Publicações na imprensa

Esboços e Notas

Ilustrações

Audiovisuais

Memorabilia

Comprovantes de Edição

Comprovantes de Crítica

Comprovantes de Adaptação

Objetos de Arte

História Editorial

Biblioteca

Vida

Obra

Todos Grupos

 

 

Em cada ficha a existe a opção “Assuntos”. Esta inclui palavras-chave como Artes Visuais, Autógrafo do Autor, Beethoven, Artigos Brasileiros, Autocrítica, entre muitos outros. A palavra-chave permite, na opção “Pesquisa – por assunto”, recuperar todas as fichas em que ela conste. Ainda há duas opções: Imprimir ficha, que fornece a ficha em sua versão final; e Foto Grande, que exibe a imagem do material.

 

A opção “Pesquisa” abre campos a serem preenchidos conforme os interesses do consulente.

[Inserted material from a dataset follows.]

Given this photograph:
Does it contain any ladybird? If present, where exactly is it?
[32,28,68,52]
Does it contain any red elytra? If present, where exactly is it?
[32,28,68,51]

São eles:

 

·  Pesquisa por material, em que se podem localizar, por exemplo, ilustrações;

·  Pesquisa por assunto, que remete a, por exemplo, Drummond;

·  Referência bibliográfica, quando se desejam listas de bibliografia constante no acervo, como fortuna crítica ou biblioteca do autor;

·  Referência bibliográfica por assunto, que refina a busca bibliográfica;

·  Ficha por material, que gera o modelo de uma ficha de acordo com o material, em formato Microsoft Word;

·  Ficha por categoria, que gera o modelo de uma ficha de acordo com a categoria, em formato Microsoft Word;

·  Históricos, correspondendo a dados sobre as atividades do acervo.

 

A facilidade de obtenção de dados, utilizando-se os catálogos eletrônicos para acervos literários, pode ser medida se comparada à penosa pesquisa manual, através da consulta ficha a ficha, sem possibilidade de formarem-se listas e sem índices remissivos entre as fichas. Diante de um catálogo eletrônico, o pesquisador apenas comanda um roteiro preestabelecido, reunindo dados que o interessam numa velocidade em tempo digital. Além de dispensar em muitos casos a pesquisa direta ao documento, preservando-o de desgaste, esses recursos de informatização oferecem, em  tempo reduzido, acesso a uma variedade tão grande de materiais e assuntos, bem como a datas e dados multidisciplinares, que um trabalho com os documentos em si jamais alcançaria num prazo razoável.

 

Dessa forma, a existência da catalogação eletrônica de acervos não apenas é instrumento de preservação de nossa memória literária, como abre novos horizontes de pesquisa na área dos estudos literários, mobilizando elementos que, sem a informatização, os pesquisadores só poderiam associar com muita dificuldade. Como o processo associativo inesperado é a fonte de novos conhecimentos, pode-se avaliar a necessidade de que os recursos digitais sejam empregados em ampla escala em questões documentais, antes que os dados essenciais desapareçam.

 

 

 

 

 

 

<REVISTA TEXTO DIGITAL>

 

 


[1] Obra publicada pela editora da UFMG, de Belo Horizonte, em 2004.

 

[2] Edição do Instituto Estadual do Livro, de Porto Alegre, em 2005.

 

[3] Consulte-se os Cadernos do Centro de Pesquisas Literárias da PUCRS, Porto Alegre, v.1, n.1, jan. 1995, que publica o Manual de Organização do Acervo Literário de Erico Veríssimo.